Because of the large amount of underwriting and production
that would usually be too much for one person, many MGAs are businesses rather
than people. Because of this, some states, like New York, have done away with
the first clause and replaced it with the third one. As for the holding company
act protection, it applies to all affiliates, no matter what services they
provide to the insurance company (N.Y. Comp. Codes R. & Regs. tit. 11,
§33.4(a)). This move gives captive agencies and the insurers that work with
them a little more room to breathe. These companies do cost-effective
underwriting and claims management in-house. It was likely partly caused by the
huge rise in the number of hostage agencies that have been set up and used over
the years.
License terms and responsibilities
What does it mean if you’ve proven that you meet the legal
standards to be an MGA in at least one state? MGAs need to keep their licenses
up to date in the state where the risk is located or where the insurance is
based (NAIC Managing General Agents Act, MDL 225, §3).
Granting licenses
The rules for getting a license may also be different in
each state. Most of the time, the MGA will need to keep another license in
addition to its production license. It might even be necessary to have extra
IDs for everyone who works for the MGA. Some states, like New York, don’t have
a specific type of license. For example, an MGA’s producer license gives it a
license. This means that the insurer is mostly responsible for any extra
registration requirements, like making sure that the right MGA-specific appointments
are set up and forms are filled out and sent in (see the OGC Opinion from
December 18, 2002, and the Department of Financial Services’ Managing General
Agent Appointment and Termination).
Responsibility
Becoming an MGA can mean taking on a lot of duties, such as
more attention from regulators, binding contracts, and reporting obligations.

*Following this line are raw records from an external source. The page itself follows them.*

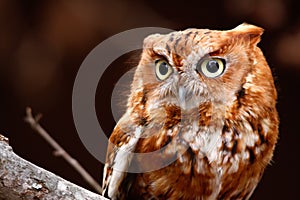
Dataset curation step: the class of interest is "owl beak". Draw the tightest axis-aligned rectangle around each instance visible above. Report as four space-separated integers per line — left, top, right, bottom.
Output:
178 86 187 108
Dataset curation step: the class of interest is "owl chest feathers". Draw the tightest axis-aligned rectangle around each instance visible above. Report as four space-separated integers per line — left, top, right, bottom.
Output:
116 93 274 199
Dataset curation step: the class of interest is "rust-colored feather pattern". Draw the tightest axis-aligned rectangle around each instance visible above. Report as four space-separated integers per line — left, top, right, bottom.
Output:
103 24 279 200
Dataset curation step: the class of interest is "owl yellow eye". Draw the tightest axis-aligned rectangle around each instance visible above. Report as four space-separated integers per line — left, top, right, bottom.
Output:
155 60 173 81
197 58 225 78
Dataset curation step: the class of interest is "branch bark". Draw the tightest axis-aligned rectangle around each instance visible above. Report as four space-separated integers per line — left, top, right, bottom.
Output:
0 135 107 200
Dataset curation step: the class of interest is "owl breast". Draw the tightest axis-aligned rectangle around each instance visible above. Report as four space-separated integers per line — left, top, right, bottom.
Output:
104 24 279 199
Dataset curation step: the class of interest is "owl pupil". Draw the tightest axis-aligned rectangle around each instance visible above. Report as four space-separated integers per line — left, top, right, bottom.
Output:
159 62 168 75
206 60 219 73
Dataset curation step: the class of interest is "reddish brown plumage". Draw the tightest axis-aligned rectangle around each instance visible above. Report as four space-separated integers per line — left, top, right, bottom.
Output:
103 24 279 199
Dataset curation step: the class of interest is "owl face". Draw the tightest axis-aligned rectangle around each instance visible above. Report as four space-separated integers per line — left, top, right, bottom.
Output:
133 25 262 110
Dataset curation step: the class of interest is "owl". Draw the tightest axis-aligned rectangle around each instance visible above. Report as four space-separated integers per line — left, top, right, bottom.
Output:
103 23 279 200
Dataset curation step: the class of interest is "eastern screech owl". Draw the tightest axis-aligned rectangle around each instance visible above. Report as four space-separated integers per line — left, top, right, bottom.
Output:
103 24 279 199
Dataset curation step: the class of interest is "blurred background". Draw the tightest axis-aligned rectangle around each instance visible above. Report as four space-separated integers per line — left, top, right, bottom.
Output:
0 0 300 199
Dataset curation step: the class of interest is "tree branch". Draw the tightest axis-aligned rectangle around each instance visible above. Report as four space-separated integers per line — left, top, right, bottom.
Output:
24 108 102 194
0 135 107 200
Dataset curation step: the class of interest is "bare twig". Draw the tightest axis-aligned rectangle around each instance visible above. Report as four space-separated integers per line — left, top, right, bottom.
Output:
24 107 102 194
0 138 108 200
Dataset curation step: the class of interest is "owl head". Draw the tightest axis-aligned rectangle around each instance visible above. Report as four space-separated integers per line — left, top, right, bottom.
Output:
129 24 276 123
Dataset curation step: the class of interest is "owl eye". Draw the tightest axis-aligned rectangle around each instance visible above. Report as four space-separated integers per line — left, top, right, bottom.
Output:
155 60 173 81
197 58 225 78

These may be more important than any new license standards that might or might
not need to be met.
As per the Model Act, “the MGA’s actions are taken to
be those of the insurer for whom it is acting… an MGA may be examined as if
it were the insurer,” (see NAIC Managing General Agents Act, MDL 225, §6. To be
clear, that quote is all of Section 6 of the Model Act). It basically tells
MGAs that officials will take their duties very seriously. As many who have
helped producers through regulatory examinations at the insurer level can tell,
these exams are not right for the average producer.
Also, the Model Act has a lot of complicated rules that must
be written in every contract that controls the MGA’s services, even though it
is the insurer, not the MGA, that is mostly responsible for reporting.
Key points
There are without a question many good reasons to become an
MGA. For starters, MGAs can be a good option for insurers that want to get into
a new or niche market because they don’t have to pay the normal fees. This
means that any MGA that has the tools to let the insurer enter the market in
question (for example, having previously approved goods) is in a very good
position to make a lot of money.
Because of this, an agent who only brings in business would
never want to be seen as an MGA unless they really do the things that a state’s
MGA guidelines say they should do. This is why many people are told to get rid
of the words “managing general agent” or “MGA” from their
insurance policies. That word doesn’t seem to change the fact that someone or
something is an MGA, so why even bring up the idea that you might be providing
services that are only available to MGAs?
This increases danger and scrutiny from regulators for no
reason, even if it’s small. For example, if a regulator looks at an agreement
with the wrong title while looking at an insurer, the regulator may investigate
the producer’s responsibilities and license status. Also, using the terms
incorrectly could lead to confusion about the services covered by the insurance
contract when there shouldn’t be any confusion at all.
You should think about this: “Do I underwrite
insurance, adjust or pay claims, negotiate reinsurance, or even just manage
elements of an unaffiliated insurer’s business?” If the answer is
“yes,” you should look over the laws about handling general agents in
each state where you have a producer license.